STANDING, DIVIDED : Here and Now: KAZU reporter, producer and radio show host Krista Almazan and her colleagues will soon move from their PG digs onto CSUMB’s campus. Photo by Nic Coury
Standing, Divided
KAZU won’t merge with KUSP. Beyond this, there is no plan.
CSUMB officials say they hope to move KAZU onto campus as early as summer. No one knows how much relocating the university-owned public radio station will cost, although one donor says she’s heard estimates upwards of “hundreds of thousands of dollars.”
Once KAZU moves onto campus, its programming might change, although currently, there’s no plan for that, either. “Clearly the NPR all-talk format and the entertainment alignment has been successful,” says Jack Jewett, California State University-Monterey Bay vice president for university advancement. “What I would see is some opportunity to tell some of the great stories that are going on at our university. Student involvement certainly could be a part of it.”
KAZU’s leadership will change, too. CSUMB recently announced a newly created position, executive director of strategic communications, that would be filled by Scott Faust, former executive editor of The Salinas Californian, who left his gig at the daily paper and started his new post March 3. “As we bring the station onto campus,” Jewett says, “certainly it will be recognized as one of the several communication tools we have available to us. [Faust] will have a prominent role in helping the station develop.”
But first: moving KAZU on campus, from its current Pacific Grove-based station. Jewett says a business plan for the relocation will be presented to the CSUMB Foundation Board of Directors at some future date. The foundation owns the station and its license, and while individual donors and underwriting sales are up, KAZU has lost money since the foundation bought the license in 2000. CSUMB’s unrecovered costs total more than $1 million.
Still, Jewett says “the trend line is very, very positive.” He expects operating losses for this fiscal year to be about $75,000, compared with $135,000 in 2006. He says moving the station onto campus eventually will reduce its costs. “We believe the reduction of operating costs over a period of time, probably three or four years, would pay for the cost of the move.”
Asked how long the CSUMB Foundation will continue to financially bail out KAZU, Jewett says, “I’m not going to look into that crystal ball.”
In 2006, CSUMB President Diane Harrison directed staff to find a way to eliminate KAZU’s operating subsidy and improve the station’s public service. KAZU began talking with its Santa Cruz neighbor, KUSP, about the future of public radio on the Central Coast, and by February 2007, the two stations began considering a merger.
KAZU and KUSP compete for listeners – and their money. Both broadcast in Santa Cruz and Monterey counties. A September 2007 study concluded that combining operations was the way to go. Joining forces would cut overhead costs, eliminate paying for duplicate NPR shows and allow the stations to put more resources into local news programming.
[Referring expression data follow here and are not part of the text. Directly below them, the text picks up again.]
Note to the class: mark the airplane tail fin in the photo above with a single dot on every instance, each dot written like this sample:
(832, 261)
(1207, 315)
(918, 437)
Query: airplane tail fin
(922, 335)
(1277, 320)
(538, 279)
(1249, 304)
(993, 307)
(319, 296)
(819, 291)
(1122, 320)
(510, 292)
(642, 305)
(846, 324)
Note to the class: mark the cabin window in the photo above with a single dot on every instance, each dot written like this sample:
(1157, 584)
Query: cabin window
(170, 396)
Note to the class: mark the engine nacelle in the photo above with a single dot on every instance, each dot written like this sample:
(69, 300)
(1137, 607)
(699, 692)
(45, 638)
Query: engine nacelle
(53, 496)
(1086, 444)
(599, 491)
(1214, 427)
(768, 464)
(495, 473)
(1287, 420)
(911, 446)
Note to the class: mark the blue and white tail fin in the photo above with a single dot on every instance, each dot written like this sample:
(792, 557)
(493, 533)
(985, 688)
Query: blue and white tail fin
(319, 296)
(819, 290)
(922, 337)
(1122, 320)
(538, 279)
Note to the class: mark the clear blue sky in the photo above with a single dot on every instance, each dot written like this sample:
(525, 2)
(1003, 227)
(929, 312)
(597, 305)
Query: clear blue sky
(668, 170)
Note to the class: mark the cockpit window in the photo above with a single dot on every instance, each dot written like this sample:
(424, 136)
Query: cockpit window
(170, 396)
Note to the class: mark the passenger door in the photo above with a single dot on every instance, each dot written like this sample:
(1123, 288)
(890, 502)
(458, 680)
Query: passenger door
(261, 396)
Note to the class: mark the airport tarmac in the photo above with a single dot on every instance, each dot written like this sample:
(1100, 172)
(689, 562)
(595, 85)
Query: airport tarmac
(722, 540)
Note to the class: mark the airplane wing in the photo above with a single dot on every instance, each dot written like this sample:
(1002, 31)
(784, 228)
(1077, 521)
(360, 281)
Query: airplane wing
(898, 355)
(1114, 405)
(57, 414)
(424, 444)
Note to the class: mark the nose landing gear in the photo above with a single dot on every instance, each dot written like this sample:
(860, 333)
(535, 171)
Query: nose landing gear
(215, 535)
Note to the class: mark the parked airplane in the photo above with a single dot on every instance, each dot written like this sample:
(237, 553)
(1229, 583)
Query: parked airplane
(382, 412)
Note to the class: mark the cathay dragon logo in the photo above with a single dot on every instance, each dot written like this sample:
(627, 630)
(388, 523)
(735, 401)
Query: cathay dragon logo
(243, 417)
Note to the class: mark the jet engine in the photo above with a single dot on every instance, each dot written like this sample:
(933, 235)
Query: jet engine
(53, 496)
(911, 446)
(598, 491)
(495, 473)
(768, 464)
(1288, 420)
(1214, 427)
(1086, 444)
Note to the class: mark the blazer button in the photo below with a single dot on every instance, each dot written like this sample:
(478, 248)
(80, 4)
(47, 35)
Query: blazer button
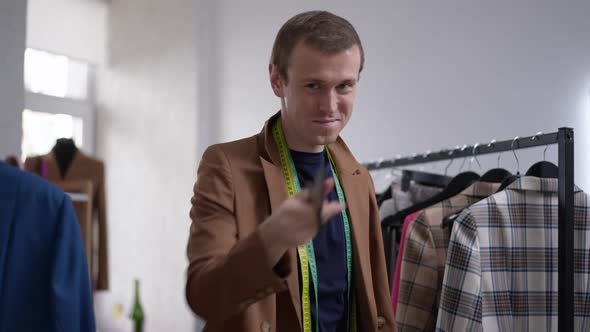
(380, 322)
(265, 326)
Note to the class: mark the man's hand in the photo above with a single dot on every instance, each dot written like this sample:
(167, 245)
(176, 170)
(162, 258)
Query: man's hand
(295, 222)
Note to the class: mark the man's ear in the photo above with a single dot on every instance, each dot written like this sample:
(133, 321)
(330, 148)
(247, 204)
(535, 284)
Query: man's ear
(275, 81)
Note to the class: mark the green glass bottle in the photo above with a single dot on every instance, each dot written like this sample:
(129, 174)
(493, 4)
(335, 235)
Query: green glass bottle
(137, 311)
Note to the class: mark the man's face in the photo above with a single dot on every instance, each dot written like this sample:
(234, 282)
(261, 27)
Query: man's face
(318, 98)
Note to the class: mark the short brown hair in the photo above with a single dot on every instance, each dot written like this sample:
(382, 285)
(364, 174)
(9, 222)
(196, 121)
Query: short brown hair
(321, 29)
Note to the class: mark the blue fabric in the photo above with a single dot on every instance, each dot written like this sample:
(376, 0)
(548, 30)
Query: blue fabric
(330, 251)
(44, 279)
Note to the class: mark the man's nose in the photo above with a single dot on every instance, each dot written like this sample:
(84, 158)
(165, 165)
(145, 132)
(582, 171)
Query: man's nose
(328, 101)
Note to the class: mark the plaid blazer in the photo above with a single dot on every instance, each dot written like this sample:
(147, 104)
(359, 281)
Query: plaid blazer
(424, 258)
(501, 270)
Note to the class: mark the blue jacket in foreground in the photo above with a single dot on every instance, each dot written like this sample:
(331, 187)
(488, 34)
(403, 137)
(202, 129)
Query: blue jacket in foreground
(44, 279)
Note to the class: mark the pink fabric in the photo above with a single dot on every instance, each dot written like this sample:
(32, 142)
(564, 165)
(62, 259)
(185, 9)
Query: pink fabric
(43, 169)
(398, 263)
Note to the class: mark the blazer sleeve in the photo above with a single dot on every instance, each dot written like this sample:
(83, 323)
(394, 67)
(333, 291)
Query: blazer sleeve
(102, 281)
(71, 290)
(225, 274)
(378, 266)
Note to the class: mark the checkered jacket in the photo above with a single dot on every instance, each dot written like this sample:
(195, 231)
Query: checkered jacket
(424, 260)
(501, 270)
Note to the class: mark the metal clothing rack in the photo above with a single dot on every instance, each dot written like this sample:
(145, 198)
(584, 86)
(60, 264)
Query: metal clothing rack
(564, 138)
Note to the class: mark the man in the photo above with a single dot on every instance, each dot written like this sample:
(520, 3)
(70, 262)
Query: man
(259, 260)
(44, 278)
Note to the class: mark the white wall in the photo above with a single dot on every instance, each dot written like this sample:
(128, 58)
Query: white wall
(147, 135)
(437, 74)
(76, 28)
(12, 51)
“With other public radio stations around the country, often times they operate multiple stations under one umbrella operation, which creates economies of scale that no one station could support,” says Marc Hand, managing director of Public Radio Capital, who was hired as a consultant on the potential KAZU-KUSP merger. “In terms of community benefit, it allows stations to provide more diversity of programming.”
But then the university did an about face. At its Feb. 28 meeting in closed session, the foundation board unanimously voted to ditch all attempts to combine the two radio stations. Jewett says the board met in private because the proposed merger involves “personnel matters.” Harrison, who also sits on the Northern California Public Broadcasting board, recused herself from the vote. “The board felt that their decision best served the present and future needs of the station,” Jewett says.
Not everyone agrees.
“The real goal was to stop the hemorrhaging for CSU and to try to make things work for public radio on the Central Coast,” says local Assemblyman John Laird. “And somehow the end result didn’t address either one of these goals.”
Susie Franklin, a retired nonprofit executive and major fundraiser for KAZU and CSUMB, sat on the working group that proposed combining the two radio stations. “I’ve worked in nonprofits for 30 years,” she says. “I’ve seen a lot of them try to merge and I’ve never seen one where it made more sense.
“Instead of making progress, the university’s decision has really taken us backwards. If there had been questions or discussion, and then the decision was made, I could live with that. I’d be disappointed but I’d be OK. The university gave the appearance of doing everything they could do to discourage public input.”
Meanwhile, KUSP has launched a 100-day campaign to find out what listeners want, which ultimately will result in a new programming “road map” for the radio station and its website.